For testing some code I want to be able to create a sklearn.tree._tree.Tree by hand, rather than by fitting to some data.
For concreteness let's say I want a tree that classifies points in the real line into intervals (-infinity, 5], (5,6] or (6,infinity). I want the tree shaped like
----0----
| |
| ---2---
| | |
1 3 4
where node 0 splits the real line at 5 and node 2 splits the real line at 6.
How to do this? I see that trees have a __setstate__
method, and looking at the output of __getstate__
it looks like I need something like
state = {
'n_features_': 1,
'max_depth': 2,
'node_count': 5,
'nodes': np.array([(1 , 2, 0, 5., 0.375, 3, 3.),
(-1, -1, 0, -2., 0. , 1, 1.),
(3 , 4, 0, 6., 0., , 2, 2.),
(-1, -1, 0, -2., 0., , 1, 1.),
(-1, -1, 0, -2., 0., , 1, 1.),
],
dtype=[('left_child', '<i8'), ('right_child', '<i8'), ('feature', '<i8'),('threshold', '<f8'), ('impurity', '<f8'), ('n_node_samples', '<i8'), ('weighted_n_node_samples', '<f8')]),
}
But I don't really understand what these parameters mean and in any case I don't see how to initialize a tree with this state in the first place.

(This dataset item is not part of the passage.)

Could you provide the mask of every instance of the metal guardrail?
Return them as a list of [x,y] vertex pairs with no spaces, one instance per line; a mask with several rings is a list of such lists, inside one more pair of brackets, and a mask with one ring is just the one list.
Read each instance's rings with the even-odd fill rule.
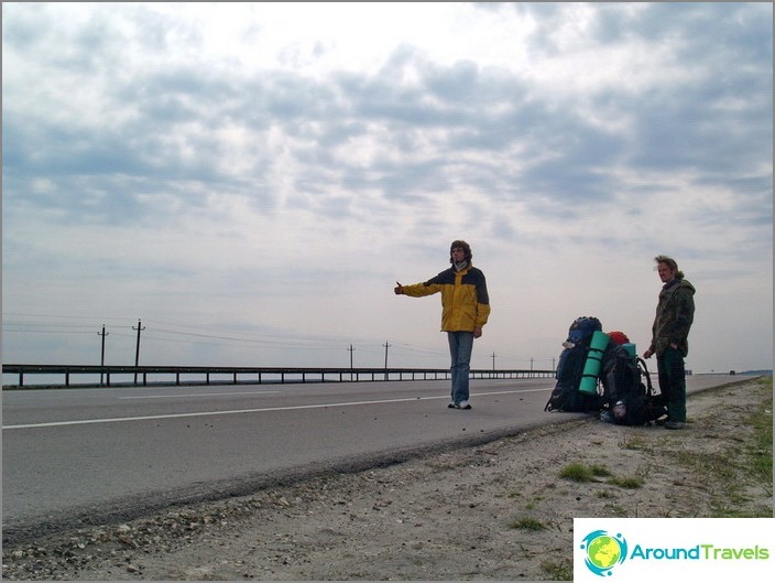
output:
[[[159,385],[262,385],[290,382],[353,382],[364,380],[449,379],[448,368],[292,368],[292,367],[216,367],[216,366],[99,366],[99,365],[2,365],[3,375],[19,375],[18,385],[26,387],[113,387]],[[32,375],[64,376],[63,382],[25,385]],[[72,377],[94,376],[94,382],[73,382]],[[97,376],[99,375],[99,380]],[[117,380],[117,376],[132,376]],[[471,378],[519,379],[554,377],[554,370],[471,370]],[[166,376],[166,380],[159,377]],[[186,378],[187,377],[187,378]],[[214,378],[219,377],[219,378]]]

After hours of trying to change by hand nodes. I found a solution. Indeed, you are right. By using the setstate you can do tree customization. The 'node' key must be as follows:
The -1 (for left/right child) & -2 (for feature) represents leafs.
When training a classifier, you'll have other another key: 'value'.